Final answer:
To calculate the acid-test ratio for Morton Company, sum up its most liquid assets—cash, short-term investments, and accounts receivable—and divide by total current liabilities. The calculation shows an acid-test ratio of 0.89 to 1, which means Morton has $0.89 in liquid assets for every dollar of liability.
Step-by-step explanation:
The acid-test ratio, also known as the quick ratio, is a financial metric used to assess a company's ability to meet its short-term obligations with its most liquid assets. To calculate the acid-test ratio for Morton Company, we take the sum of cash, short-term investments, and accounts receivable (which are considered liquid assets) and divide that by the total current liabilities.

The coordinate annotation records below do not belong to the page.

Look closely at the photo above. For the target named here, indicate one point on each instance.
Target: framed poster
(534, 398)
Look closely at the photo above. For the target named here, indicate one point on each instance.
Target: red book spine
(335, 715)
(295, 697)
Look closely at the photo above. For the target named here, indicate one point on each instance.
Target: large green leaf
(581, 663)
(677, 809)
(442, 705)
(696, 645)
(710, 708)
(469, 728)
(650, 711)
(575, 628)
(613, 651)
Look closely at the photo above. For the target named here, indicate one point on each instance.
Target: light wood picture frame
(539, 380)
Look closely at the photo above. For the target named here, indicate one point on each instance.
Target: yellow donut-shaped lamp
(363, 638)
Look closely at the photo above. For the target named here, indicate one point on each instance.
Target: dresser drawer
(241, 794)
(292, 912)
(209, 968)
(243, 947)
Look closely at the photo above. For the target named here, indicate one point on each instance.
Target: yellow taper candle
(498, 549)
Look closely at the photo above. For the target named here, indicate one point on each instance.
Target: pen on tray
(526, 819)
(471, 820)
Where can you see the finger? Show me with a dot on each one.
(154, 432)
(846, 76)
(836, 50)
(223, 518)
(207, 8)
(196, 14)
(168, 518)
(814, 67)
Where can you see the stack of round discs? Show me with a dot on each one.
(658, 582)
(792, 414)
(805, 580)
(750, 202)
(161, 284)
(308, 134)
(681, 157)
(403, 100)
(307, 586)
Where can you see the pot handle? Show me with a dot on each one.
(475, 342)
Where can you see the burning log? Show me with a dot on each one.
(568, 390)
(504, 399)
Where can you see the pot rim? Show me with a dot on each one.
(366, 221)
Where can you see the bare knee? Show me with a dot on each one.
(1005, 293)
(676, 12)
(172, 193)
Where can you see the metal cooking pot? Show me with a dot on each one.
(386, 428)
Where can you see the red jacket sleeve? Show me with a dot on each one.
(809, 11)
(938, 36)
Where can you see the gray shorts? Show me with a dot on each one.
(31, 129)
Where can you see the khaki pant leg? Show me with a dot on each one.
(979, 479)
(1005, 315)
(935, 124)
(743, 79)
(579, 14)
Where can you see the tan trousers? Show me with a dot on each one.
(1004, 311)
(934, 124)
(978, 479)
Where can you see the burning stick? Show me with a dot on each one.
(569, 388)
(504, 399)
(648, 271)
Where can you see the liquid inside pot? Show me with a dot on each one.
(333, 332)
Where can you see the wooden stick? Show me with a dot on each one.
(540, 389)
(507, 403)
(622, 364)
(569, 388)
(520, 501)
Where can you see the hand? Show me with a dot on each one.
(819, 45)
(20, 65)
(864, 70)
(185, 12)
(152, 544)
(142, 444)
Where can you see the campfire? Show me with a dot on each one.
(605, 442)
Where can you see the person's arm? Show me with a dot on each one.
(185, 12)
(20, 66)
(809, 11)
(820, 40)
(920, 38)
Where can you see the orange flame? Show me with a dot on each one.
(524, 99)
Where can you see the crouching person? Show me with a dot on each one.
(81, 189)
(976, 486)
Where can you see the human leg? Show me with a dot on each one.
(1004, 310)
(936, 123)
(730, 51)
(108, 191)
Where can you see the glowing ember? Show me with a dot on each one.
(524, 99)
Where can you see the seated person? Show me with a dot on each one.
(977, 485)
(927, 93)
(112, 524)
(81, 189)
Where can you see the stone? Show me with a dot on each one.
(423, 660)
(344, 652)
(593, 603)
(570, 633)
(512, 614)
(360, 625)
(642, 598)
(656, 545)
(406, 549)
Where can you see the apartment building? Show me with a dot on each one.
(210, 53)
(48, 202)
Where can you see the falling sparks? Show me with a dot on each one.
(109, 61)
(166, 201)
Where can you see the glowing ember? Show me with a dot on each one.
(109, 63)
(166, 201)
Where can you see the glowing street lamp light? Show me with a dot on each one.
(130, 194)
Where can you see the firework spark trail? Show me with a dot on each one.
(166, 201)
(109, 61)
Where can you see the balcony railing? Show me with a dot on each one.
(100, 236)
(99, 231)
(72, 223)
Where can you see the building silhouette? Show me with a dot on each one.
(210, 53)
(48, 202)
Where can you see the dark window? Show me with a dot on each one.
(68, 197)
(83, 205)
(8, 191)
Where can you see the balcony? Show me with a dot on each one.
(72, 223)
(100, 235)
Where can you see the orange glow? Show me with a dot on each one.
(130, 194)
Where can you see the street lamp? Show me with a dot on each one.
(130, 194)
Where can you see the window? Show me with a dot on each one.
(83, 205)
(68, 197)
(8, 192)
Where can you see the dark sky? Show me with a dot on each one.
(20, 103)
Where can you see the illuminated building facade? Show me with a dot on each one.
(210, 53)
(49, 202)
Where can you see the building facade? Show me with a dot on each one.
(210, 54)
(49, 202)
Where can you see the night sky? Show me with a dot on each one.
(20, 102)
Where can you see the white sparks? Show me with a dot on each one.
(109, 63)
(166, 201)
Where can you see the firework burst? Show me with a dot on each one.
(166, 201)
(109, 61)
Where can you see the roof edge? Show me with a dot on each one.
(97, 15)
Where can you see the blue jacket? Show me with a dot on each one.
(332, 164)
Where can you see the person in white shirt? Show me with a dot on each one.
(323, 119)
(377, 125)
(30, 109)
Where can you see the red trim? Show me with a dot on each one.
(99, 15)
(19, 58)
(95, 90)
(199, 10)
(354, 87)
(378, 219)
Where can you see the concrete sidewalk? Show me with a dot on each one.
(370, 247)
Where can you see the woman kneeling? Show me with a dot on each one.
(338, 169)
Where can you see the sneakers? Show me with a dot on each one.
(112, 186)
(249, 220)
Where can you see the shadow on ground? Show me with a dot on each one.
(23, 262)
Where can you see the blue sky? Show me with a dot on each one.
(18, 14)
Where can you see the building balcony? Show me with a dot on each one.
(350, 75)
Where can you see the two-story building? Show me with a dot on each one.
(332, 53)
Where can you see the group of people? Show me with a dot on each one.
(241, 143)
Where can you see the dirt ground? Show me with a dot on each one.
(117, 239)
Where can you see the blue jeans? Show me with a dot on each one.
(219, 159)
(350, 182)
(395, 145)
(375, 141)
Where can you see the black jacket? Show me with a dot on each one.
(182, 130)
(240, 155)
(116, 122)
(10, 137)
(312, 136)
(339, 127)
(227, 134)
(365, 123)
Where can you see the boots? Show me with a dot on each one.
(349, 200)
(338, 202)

The formula for the acid-test ratio is as follows:
Acid-test Ratio = (Cash + Short-term Investments + Accounts Receivable) / Total Current Liabilities
Using the information from Morton Company:
Acid-test Ratio = ($5,000 + $72,000 + $65,000) / $160,000
Acid-test Ratio = $142,000 / $160,000
Acid-test Ratio = 0.89 to 1
This calculation shows that for every dollar of current liabilities, Morton Company has $0.89 in liquid assets, indicating the acid-test ratio for Morton is B) 0.89 to 1.